Я прыгнул вниз на три дня. Метаксас тут же меня успокоил.
- Все в порядке.
Ему удалось устроить мне приглашение на званый вечер во дворце
Дукаса. Все, кто занимал хоть какое-нибудь значительное положение, должны
были там собраться - вплоть до императора Алексея Комнина. Для прикрытия я
должен был представляться как дальний родственник Метаксаса, живущий в
глухой провинции, в Эпире.
- Говори с деревенским акцентом, - предупредил меня Метаксас. -
Проливай вино себе на подбородок и как можно громче чавкай. Звать тебя
будут... э... Никетасом Гиртаценасом.
Я покачал головой.
- Слишком уж замысловато. Это не для меня.

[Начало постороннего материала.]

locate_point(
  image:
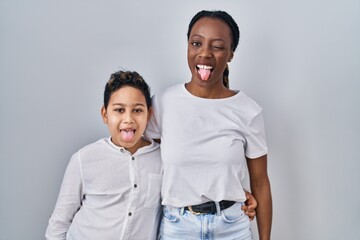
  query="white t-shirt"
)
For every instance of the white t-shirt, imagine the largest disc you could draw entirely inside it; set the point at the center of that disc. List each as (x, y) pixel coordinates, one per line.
(107, 193)
(204, 145)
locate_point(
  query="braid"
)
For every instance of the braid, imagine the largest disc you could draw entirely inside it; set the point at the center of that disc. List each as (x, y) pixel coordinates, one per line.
(235, 32)
(226, 76)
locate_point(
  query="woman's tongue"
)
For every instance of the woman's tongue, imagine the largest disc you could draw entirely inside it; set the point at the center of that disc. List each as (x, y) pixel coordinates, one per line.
(127, 135)
(204, 73)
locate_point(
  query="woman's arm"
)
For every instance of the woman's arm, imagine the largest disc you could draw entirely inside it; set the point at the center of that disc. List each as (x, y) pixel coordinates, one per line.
(260, 188)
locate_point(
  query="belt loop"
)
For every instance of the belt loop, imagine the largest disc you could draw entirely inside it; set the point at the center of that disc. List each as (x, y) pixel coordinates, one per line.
(218, 210)
(182, 210)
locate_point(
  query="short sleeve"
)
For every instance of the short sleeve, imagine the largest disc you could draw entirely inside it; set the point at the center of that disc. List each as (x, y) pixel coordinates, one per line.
(153, 129)
(256, 140)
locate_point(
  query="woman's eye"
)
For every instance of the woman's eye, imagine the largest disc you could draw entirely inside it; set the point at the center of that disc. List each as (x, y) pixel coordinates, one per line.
(218, 47)
(120, 110)
(138, 110)
(195, 44)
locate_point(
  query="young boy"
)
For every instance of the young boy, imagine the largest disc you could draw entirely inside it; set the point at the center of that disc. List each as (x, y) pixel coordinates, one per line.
(111, 188)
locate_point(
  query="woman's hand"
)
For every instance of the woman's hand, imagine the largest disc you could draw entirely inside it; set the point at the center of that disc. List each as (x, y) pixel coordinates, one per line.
(250, 205)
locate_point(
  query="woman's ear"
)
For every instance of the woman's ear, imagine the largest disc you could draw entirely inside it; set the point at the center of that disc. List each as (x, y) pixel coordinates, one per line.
(231, 56)
(150, 111)
(104, 115)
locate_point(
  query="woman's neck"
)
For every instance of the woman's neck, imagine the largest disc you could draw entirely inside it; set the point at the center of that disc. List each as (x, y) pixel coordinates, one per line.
(212, 92)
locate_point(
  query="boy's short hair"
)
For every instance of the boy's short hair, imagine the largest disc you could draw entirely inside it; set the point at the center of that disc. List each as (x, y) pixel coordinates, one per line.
(121, 79)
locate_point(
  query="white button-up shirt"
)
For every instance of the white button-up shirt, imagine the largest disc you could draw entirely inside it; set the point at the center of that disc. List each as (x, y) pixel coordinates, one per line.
(109, 194)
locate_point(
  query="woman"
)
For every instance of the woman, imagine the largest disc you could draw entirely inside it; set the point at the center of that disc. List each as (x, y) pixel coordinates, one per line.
(208, 134)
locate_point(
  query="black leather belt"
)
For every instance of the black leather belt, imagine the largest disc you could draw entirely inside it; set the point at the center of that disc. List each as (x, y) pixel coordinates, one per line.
(209, 207)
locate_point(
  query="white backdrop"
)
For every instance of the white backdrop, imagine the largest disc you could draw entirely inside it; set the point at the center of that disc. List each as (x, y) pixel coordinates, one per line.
(299, 60)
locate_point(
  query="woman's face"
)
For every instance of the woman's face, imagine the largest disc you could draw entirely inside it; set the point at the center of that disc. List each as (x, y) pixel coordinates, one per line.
(209, 50)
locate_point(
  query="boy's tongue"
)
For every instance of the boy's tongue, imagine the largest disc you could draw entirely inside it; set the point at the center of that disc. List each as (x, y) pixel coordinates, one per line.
(127, 135)
(204, 73)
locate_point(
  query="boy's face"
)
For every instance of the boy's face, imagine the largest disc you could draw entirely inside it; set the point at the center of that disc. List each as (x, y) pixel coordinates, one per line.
(126, 117)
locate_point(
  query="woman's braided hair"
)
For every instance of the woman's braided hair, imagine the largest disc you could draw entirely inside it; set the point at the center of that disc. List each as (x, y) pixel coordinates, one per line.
(235, 32)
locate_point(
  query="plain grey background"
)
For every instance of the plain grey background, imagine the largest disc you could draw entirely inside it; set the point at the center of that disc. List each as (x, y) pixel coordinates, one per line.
(300, 60)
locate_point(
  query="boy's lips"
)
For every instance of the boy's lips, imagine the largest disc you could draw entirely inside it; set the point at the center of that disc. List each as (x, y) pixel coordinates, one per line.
(127, 134)
(204, 71)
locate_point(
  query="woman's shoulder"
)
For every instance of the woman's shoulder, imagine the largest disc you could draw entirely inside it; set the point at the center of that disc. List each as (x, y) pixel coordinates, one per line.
(247, 103)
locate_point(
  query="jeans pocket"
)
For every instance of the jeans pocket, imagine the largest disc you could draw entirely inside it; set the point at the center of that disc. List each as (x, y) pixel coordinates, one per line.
(170, 215)
(233, 213)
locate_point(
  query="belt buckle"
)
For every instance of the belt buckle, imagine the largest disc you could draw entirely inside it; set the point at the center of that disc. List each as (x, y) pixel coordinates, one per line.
(192, 211)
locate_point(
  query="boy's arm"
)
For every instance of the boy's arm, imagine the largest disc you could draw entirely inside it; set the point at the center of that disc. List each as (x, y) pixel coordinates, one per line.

- Ну, тогда Георгием Гиртаценасом?
- Георгием Маркезинисом, - сказал я.
- Слишком уж пахнет двадцатым столетием.
- Для них это будет звучать вполне провинциальным именем, - сказал я
и отправился на званый вечер к Дукасу как Георгий Маркезинис.
У ворот сверкающего мрамором дворца Дукаса я увидел более двух
десятков варяжских стражников, стоявших на карауле. Присутствие этих
светлобородых норвежских варваров, ядра личной императорской охраны,
указывало на то, что Алексей уже здесь. Мы прошли внутрь. Метаксас привел
на этот вечер свою прекрасную и шикарно распутную прародительницу Евдокию.
У меня сразу же едва не закружилась голова от того, что меня ждало
внутри. Музыканты. Рабы. Столы с горами самой различной снеди. Вина.
Разряженные мужчины и женщины. Превосходные мозаичные полы; увешанные
гобеленами стены; повсюду масса золотого шитья и толстой позолоты; раскаты
переливчатого смеха; мерцание женской плоти под почти прозрачными шелками.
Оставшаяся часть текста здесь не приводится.